Title and Author: Reagan on Leadership by James M. Strock
Synopsis of Content:
Subtitled Executive Lessons from the Great Communicator Strock’s 1998 book on what one can learn about leadership from President Reagan has been released in a new Reagan Centennial Edition on the former President’s 100th birthday.
First what this is not – this is not a book defending Reagan’s policies and politics. So no matter where you come down on those subjects this book has a lot to offer. I must confess that I was and remain a fan of Ronald Reagan and it does appear that Strock is too. However no matter what you thought of his politics or his policies there is no denying that he was an adept leader.
In the Introduction to this new issue Strock tells the reader that an increasing number of historians are acknowledging Reagan’s leadership talents. James MacGregor Burns, a well known presidential historian disagrees profoundly in Strock’s words with Reagan’s policies but concludes that Reagan and FDR stand out as the two most consequential presidents of the 20th century. Another historian, the late John Patrick Diggins said that Reagan belonged with Lincoln among the three or four greatest presidents.
In Part One of the book Strock helps us understand Reagan’s effectiveness as a leader through his compelling vision, his decisiveness, his adeptness at negotiation and his ability to learn from mistakes and move on.
In Part Two he reveals how effective Reagan was as a manager, putting first things first, limiting his own work to what his subordinates could not do and making meetings useful.
In Part Three he discusses how effective Reagan was as a communicator, something nearly all of his harshest critics readily admitted then and now.
In Part Four we learn how disciplined Reagan was and how he used his leadership skills as a way of life.
In the foreword Tom Peters does not exaggerate when he describes Strock’s analysis of Reagan’s leadership skills as brilliant. As you read the book you will conclude the same. Strock does a masterful job of identifying Reagan’s strengths and using many illustrations of how he outwitted his domestic and foreign foes to preside over one of the most successful presidencies ever in terms of achieving what he set out to do.
If there is a criticism of the book is its tendency to minimize Reagan’s faults and failures. However one can forgive this in light of all there is to learn from his successes. At 234 pages this is a concise review of what made Reagan effective and everyone can learn a great deal from it.
As with all of Strock’s work this is very readable. Crisply written and well organized the reader is never lost.
Notes on Author:
James Strock is an authority and prolific author on leadership. He also wrote Serve to Lead and Theodore Roosevelt on Leadership. He has had a career in business and in high levels of government including being the first Secretary of Environmental Protection for California and chief enforcement officer for the EPA.
Three Great Ideas You Can Use:
1. Vision is the indispensable key to leadership of any enterprise.
2. By aligning words and deeds, decisive actions add predictability and certainty to an enterprise.

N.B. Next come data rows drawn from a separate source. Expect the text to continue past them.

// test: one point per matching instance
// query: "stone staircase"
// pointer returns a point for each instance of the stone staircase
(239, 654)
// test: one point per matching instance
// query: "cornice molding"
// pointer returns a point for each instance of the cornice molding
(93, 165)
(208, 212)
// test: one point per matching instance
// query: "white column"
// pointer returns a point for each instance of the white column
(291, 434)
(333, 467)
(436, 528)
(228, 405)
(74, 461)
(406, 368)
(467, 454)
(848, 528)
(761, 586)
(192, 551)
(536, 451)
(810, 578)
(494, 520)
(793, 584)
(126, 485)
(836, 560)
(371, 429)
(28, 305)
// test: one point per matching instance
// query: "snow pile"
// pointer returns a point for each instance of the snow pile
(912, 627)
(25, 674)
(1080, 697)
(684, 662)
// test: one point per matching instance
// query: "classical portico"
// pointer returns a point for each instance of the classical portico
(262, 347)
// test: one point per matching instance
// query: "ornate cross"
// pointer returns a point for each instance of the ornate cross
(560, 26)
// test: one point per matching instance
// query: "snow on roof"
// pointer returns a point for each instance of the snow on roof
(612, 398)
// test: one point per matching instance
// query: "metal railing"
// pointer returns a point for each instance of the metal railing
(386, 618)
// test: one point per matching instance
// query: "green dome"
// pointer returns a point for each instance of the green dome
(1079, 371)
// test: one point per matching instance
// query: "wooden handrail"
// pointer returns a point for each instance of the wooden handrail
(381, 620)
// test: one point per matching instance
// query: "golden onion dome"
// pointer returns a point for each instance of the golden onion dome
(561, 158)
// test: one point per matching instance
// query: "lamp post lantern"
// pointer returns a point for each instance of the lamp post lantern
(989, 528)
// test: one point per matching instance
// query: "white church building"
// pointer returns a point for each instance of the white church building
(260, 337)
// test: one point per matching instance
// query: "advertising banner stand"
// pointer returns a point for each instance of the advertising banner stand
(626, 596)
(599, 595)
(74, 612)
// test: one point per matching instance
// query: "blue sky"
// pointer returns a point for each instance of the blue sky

3. Every organization and very person will make mistakes. The key is to view those mistakes as opportunities to learn.
Reagan on Leadership – Executive Lessons from the Great Communicator by James M. Strock. Copyright by James M. Strock, 1998 and 2011. Published by Serve to Lead Press.
Rating for this Book
Over all Rating for Book: Excellent
Writing Style: Easy to read.
Usefulness: Very useful to anyone serious about improving their leadership skills.
Disclosure: the author of this book review has no relationship or financial arrangement with the author or the publisher of this book. Some publishers and authors do provide a copy of the book for reviewers to read.